I suppose that in theory, if the air were absolutely smooth (free of gusts), and the test were initiated with the wings perfectly level, an airplane that was trimmed to be perfectly balanced in roll would not ever enter a turn, even if it had a configuration such that it was inherently unstable in roll. But those conditions are never present in reality. To expect this to happen in the real world, would be like expecting a nail balanced on its point on a hard marble slab to stay vertically upright, because there is no reason for it to fall in any one particular direction. In the real world, to stay wings-level indefinitely in the absence of corrective inputs from the pilot or autopilot, and not eventually roll into a turn, an airplane must have positive lateral stability (roll stability), and not all airplanes meet this criterion.
There's a more fundamental point at play here though-- up to this point, this answer has addressed an airplane's tendency, or lack thereof, to roll into a banked turn. But even in an aircraft with strong "lateral stability" or "roll stability", that will roll back to wings-level after any temporary disturbance, there is no tendency for the heading to stay constant over the long run. Each time the bank angle is slightly disturbed, the heading will change a little bit as the airplane turns slightly. Expecting the heading to stay perfectly constant over the long run, is like flipping a coin a hundred times and expecting to come up with an exactly 50/50 split between "heads" and "tails". Just as if you had a car that was correctly aligned so that it had no tendency to turn-- if you drove out on a flat dry lakebed where you could let the car run for miles on end without touching the steering wheel, you wouldn't expect the car to to end up heading in exactly the same direction it started out on, unless perhaps it was following a rutted track left by another vehicle. In essence, an airplane with positive "roll stability" or "lateral stability" "knows" which way is up and actively returns to wings-level after a disturbance, but it has no way to "know" which direction it was travelling before that disturbance.2
The angle-of-attack actually tends to decrease somewhat as the bank angle increases and the flight path curves, but not nearly enough to stop the airspeed from increasing.

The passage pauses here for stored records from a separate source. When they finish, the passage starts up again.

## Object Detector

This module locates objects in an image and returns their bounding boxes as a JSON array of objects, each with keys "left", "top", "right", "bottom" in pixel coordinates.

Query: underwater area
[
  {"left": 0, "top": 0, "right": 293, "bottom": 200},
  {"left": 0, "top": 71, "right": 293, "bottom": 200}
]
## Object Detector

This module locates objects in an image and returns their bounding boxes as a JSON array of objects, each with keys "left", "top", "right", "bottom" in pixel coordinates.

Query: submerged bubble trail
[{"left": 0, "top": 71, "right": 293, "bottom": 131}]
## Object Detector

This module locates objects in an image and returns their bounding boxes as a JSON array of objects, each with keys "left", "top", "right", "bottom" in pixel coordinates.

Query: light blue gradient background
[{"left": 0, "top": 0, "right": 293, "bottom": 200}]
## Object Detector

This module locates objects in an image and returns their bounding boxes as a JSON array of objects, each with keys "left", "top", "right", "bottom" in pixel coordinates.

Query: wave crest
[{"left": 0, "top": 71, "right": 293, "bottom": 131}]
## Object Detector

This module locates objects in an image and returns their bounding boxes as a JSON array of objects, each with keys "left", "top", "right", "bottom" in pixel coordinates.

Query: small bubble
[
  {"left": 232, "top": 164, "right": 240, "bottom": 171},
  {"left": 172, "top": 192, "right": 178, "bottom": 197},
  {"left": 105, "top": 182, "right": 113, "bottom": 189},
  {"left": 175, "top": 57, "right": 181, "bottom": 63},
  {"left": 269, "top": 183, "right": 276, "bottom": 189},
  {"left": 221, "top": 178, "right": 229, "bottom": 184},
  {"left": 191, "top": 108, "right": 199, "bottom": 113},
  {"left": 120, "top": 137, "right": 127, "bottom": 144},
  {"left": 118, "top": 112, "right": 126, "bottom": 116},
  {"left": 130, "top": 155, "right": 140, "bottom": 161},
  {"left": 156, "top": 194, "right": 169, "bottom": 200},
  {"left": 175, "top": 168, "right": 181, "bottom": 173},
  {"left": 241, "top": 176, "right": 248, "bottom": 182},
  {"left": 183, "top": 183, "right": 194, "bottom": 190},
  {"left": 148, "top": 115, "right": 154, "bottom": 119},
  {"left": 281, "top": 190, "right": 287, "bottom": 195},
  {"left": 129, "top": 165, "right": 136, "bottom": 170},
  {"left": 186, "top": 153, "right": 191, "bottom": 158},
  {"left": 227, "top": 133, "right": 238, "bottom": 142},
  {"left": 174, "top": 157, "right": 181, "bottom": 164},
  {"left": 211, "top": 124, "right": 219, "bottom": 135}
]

An anecdote-- I once watched a novice radio-control flyer fly his model airplane-- he was constantly trimming the rudder, and I asked him why. He said "well, I want it to keep flying into the wind when I take my hands of the sticks, but it won't. It wants to turn out of the wind." He thought that he could trim the plane to hold a desired heading, and he was mis-interpreting the plane's random deviation from the desired heading as a specific tendency to turn downwind. It doesn't work that way-- the best the pilot can do is to trim out any tendency to enter a banked turn, so that it will tend to return to wings-level after any slight disturbance. He can't trim the plane to hold a specific heading. By changing the rudder trim whenever the airplane randomly wandered to a slightly different heading, the pilot was actually interfering with, not enhancing, the airplane's inherent "roll stability" or tendency to return to wings-level after a disturbance. A pilot should trim to remove any consistent rolling or turning tendency, not in response to any random deviation from the desired heading.